The Supplemental Nutrition Assistance Program – September 2015
Child SNAP recipients consume more sugary beverages, processed meats, and high-fat dairy products, but fewer nuts, seeds, and legumes than income-eligible nonparticipants. Similarly, adult SNAP recipients consume more fruit juice, potatoes, red meat, and sugary beverages, but fewer whole grains than income-eligible nonparticipants. In another study, SNAP participants had lower dietary quality scores overall, and consumed significantly fewer fruits, vegetables, seafood, and plant proteins, but significantly more added sugar than income-eligible nonparticipants.

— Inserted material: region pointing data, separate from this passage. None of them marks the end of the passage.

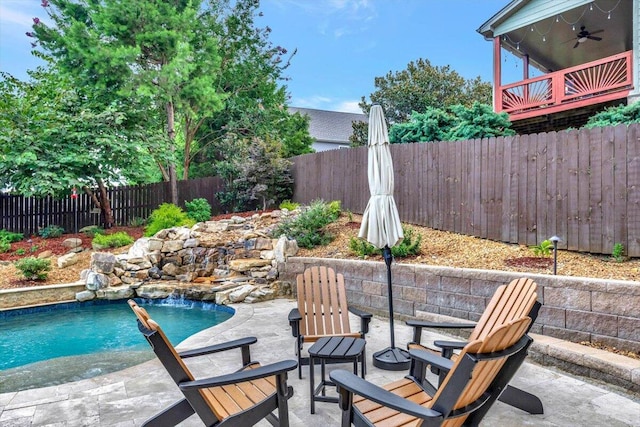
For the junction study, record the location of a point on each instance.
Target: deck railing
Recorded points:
(590, 82)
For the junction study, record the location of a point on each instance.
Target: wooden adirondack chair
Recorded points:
(238, 399)
(470, 382)
(509, 302)
(322, 310)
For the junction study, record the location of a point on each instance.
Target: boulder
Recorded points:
(71, 243)
(45, 254)
(85, 295)
(247, 264)
(103, 262)
(116, 293)
(68, 259)
(239, 294)
(96, 281)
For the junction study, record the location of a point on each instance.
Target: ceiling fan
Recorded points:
(585, 35)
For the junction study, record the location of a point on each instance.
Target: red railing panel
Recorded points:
(593, 79)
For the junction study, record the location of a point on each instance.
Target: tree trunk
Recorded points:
(171, 132)
(105, 206)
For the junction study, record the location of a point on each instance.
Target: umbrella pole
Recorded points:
(391, 358)
(386, 254)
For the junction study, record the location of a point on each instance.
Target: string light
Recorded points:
(573, 23)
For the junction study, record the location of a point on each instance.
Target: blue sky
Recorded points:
(343, 45)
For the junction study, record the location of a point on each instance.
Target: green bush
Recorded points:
(137, 222)
(618, 252)
(543, 249)
(51, 231)
(289, 205)
(198, 209)
(34, 268)
(167, 215)
(409, 246)
(93, 230)
(114, 240)
(10, 237)
(307, 228)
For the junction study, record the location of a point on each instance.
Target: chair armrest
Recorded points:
(365, 318)
(417, 326)
(356, 385)
(294, 321)
(434, 360)
(277, 368)
(447, 347)
(242, 342)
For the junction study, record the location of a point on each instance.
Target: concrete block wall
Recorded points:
(574, 309)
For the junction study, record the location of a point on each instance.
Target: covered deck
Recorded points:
(577, 59)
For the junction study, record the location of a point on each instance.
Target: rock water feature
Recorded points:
(227, 261)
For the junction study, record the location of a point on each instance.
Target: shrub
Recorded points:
(289, 205)
(409, 246)
(34, 268)
(114, 240)
(307, 228)
(10, 237)
(137, 222)
(51, 231)
(543, 249)
(167, 215)
(93, 230)
(199, 210)
(618, 252)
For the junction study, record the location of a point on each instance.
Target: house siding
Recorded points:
(634, 96)
(536, 11)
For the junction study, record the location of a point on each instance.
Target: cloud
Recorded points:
(319, 102)
(337, 18)
(11, 16)
(348, 107)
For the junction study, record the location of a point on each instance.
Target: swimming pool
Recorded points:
(66, 342)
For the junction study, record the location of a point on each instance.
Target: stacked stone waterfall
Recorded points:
(226, 261)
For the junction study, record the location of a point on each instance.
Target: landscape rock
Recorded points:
(96, 281)
(72, 242)
(103, 262)
(85, 295)
(239, 294)
(67, 260)
(116, 292)
(45, 254)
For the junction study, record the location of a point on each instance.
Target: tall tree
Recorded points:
(252, 74)
(163, 50)
(54, 138)
(418, 87)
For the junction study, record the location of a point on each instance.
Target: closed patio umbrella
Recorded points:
(381, 223)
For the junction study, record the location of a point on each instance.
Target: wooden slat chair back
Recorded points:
(322, 302)
(322, 310)
(464, 389)
(509, 302)
(215, 405)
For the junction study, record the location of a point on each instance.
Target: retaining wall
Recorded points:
(574, 309)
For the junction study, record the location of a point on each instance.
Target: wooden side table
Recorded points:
(333, 350)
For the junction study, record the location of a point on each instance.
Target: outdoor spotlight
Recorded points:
(555, 239)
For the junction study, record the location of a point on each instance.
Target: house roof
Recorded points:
(330, 126)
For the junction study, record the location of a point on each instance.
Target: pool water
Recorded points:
(65, 342)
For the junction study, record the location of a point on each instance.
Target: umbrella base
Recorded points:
(392, 359)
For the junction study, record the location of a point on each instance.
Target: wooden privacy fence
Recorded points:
(28, 214)
(583, 186)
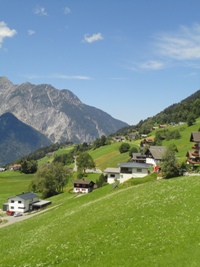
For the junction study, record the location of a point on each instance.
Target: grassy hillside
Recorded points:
(154, 224)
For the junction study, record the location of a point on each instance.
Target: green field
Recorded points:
(153, 224)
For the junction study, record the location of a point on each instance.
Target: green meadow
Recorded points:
(142, 223)
(152, 224)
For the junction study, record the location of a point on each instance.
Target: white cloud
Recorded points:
(58, 76)
(93, 38)
(181, 45)
(40, 11)
(5, 31)
(31, 32)
(152, 64)
(67, 77)
(67, 10)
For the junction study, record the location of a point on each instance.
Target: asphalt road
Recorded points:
(11, 219)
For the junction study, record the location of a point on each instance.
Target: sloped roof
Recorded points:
(157, 151)
(112, 170)
(133, 165)
(195, 137)
(138, 156)
(25, 196)
(82, 181)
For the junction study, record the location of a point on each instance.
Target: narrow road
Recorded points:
(11, 219)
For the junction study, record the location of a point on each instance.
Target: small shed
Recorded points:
(83, 186)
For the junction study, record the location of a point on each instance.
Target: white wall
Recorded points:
(15, 205)
(111, 180)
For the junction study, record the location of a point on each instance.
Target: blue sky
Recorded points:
(129, 58)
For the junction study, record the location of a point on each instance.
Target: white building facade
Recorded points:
(22, 203)
(126, 171)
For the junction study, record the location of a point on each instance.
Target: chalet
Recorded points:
(194, 155)
(148, 141)
(154, 155)
(24, 202)
(83, 186)
(162, 126)
(138, 157)
(14, 167)
(126, 171)
(118, 138)
(112, 174)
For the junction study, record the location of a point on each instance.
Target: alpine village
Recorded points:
(124, 196)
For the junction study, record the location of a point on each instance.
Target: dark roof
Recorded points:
(134, 165)
(138, 156)
(195, 137)
(83, 182)
(25, 196)
(157, 151)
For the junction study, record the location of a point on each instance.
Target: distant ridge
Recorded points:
(18, 139)
(58, 114)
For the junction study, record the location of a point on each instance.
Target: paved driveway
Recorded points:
(11, 219)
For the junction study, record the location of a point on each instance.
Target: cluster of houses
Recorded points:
(137, 168)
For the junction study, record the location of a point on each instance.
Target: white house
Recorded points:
(126, 171)
(22, 203)
(83, 186)
(154, 155)
(112, 174)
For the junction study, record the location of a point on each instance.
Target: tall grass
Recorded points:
(153, 224)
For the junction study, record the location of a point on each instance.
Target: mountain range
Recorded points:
(58, 114)
(18, 139)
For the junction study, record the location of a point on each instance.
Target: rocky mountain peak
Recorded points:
(58, 114)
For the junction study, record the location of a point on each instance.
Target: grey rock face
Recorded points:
(58, 114)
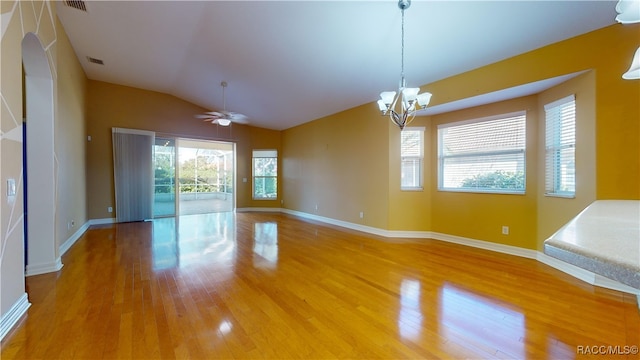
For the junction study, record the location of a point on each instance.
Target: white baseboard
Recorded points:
(15, 313)
(102, 221)
(45, 268)
(487, 245)
(258, 209)
(73, 238)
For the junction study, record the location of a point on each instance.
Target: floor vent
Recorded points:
(95, 61)
(76, 4)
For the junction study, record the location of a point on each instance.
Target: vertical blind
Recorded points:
(133, 174)
(483, 155)
(560, 141)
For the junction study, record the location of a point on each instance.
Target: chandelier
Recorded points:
(402, 106)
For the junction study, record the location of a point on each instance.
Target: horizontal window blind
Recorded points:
(560, 142)
(484, 155)
(265, 174)
(411, 153)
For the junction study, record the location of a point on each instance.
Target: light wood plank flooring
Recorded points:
(254, 285)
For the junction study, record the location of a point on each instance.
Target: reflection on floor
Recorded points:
(258, 285)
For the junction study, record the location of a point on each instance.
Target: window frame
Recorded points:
(523, 151)
(557, 148)
(419, 158)
(254, 176)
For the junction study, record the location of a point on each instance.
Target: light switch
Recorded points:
(11, 187)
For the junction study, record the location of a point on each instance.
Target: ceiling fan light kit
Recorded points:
(224, 117)
(402, 108)
(629, 13)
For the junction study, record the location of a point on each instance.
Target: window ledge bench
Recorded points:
(604, 239)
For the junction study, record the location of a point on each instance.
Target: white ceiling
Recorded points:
(290, 62)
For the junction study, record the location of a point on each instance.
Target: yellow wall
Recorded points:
(608, 51)
(70, 141)
(608, 140)
(339, 163)
(480, 216)
(554, 212)
(39, 18)
(112, 105)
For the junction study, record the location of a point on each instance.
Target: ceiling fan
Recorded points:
(224, 117)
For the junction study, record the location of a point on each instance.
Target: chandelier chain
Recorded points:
(402, 53)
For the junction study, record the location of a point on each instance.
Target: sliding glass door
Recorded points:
(193, 177)
(206, 173)
(164, 199)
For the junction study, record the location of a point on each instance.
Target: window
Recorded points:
(411, 153)
(265, 174)
(483, 155)
(560, 147)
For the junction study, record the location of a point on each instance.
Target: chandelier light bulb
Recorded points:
(401, 106)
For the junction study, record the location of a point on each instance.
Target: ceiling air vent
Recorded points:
(95, 61)
(76, 4)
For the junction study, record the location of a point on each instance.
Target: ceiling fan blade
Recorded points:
(240, 118)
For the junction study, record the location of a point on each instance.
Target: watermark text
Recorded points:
(607, 349)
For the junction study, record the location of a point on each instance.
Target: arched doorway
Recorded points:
(39, 188)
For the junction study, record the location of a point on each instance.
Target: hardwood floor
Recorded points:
(254, 285)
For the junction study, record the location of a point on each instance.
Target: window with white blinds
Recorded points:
(560, 147)
(411, 153)
(483, 155)
(265, 174)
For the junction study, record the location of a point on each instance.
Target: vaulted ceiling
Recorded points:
(290, 62)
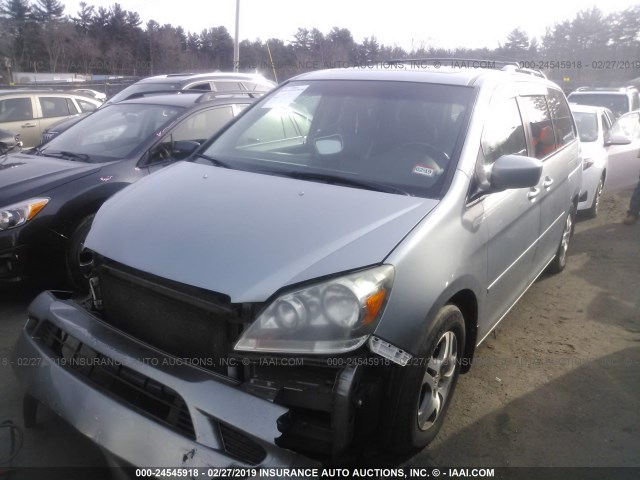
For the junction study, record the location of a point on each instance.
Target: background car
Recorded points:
(100, 96)
(251, 85)
(623, 149)
(47, 200)
(594, 124)
(618, 100)
(213, 82)
(9, 142)
(28, 112)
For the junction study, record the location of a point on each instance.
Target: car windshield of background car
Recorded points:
(113, 132)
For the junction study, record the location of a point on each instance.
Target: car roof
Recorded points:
(187, 99)
(465, 76)
(575, 107)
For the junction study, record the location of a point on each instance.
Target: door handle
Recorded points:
(533, 193)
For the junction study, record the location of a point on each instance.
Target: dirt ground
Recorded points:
(558, 385)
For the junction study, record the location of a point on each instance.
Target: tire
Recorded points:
(75, 261)
(592, 211)
(560, 260)
(423, 390)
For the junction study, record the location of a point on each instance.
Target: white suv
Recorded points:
(618, 100)
(28, 112)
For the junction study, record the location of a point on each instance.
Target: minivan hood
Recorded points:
(23, 176)
(247, 234)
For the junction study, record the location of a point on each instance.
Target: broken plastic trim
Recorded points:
(389, 351)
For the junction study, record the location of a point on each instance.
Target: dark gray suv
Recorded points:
(313, 282)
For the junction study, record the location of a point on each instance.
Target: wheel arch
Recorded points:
(467, 303)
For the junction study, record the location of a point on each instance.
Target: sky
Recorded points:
(405, 23)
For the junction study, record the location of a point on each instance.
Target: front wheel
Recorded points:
(423, 390)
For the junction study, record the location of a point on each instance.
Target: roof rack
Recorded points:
(206, 96)
(210, 95)
(452, 61)
(605, 89)
(505, 65)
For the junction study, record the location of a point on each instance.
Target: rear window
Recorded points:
(57, 107)
(618, 103)
(562, 119)
(587, 126)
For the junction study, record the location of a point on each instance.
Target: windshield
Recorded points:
(111, 133)
(369, 133)
(138, 88)
(587, 124)
(617, 103)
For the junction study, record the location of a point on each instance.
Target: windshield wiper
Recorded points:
(82, 157)
(214, 161)
(350, 182)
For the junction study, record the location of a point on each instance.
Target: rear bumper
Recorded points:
(229, 427)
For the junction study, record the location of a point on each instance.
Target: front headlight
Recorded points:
(20, 213)
(331, 317)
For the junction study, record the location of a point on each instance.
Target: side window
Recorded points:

The study specifically compares SNAP nutrition to WIC nutrition:
In one study comparing the grocery store purchases of SNAP and WIC households in New England, SNAP households purchased more than double the amount of sugary beverages per month (399 ounces) than WIC households (169 ounces), 72% of which were paid for with SNAP dollars. In a 3-month study, new SNAP participants significantly increased their consumption of refined grains compared with low-income people who did not join. In a study of Hispanic Texan women, SNAP participants consumed 26% more sugary beverages and 38% more sweets and desserts than low-income nonparticipants.
Furthermore, most of the people who use SNAP believe the program should not allow recipients to purchase unhealthy food:
54% of SNAP participants supported removing sugary drinks from SNAP eligibility. In another survey of 522 SNAP stakeholders, 78% of respondents agreed that soda, and 74% agreed that “foods of low nutritional value” such as candy and sugar-sweetened fruit drinks should not be eligible for purchase with benefits. Seventy-seven percent of respondents believed that SNAP benefits should be consistent with the DGAs [Dietary Guidelines for Americans], and 54% thought that SNAP should be reformulated into a defined food package similar to WIC.
I want to live in a society where people are healthy and no one goes hungry. SNAP can and should serve both goals.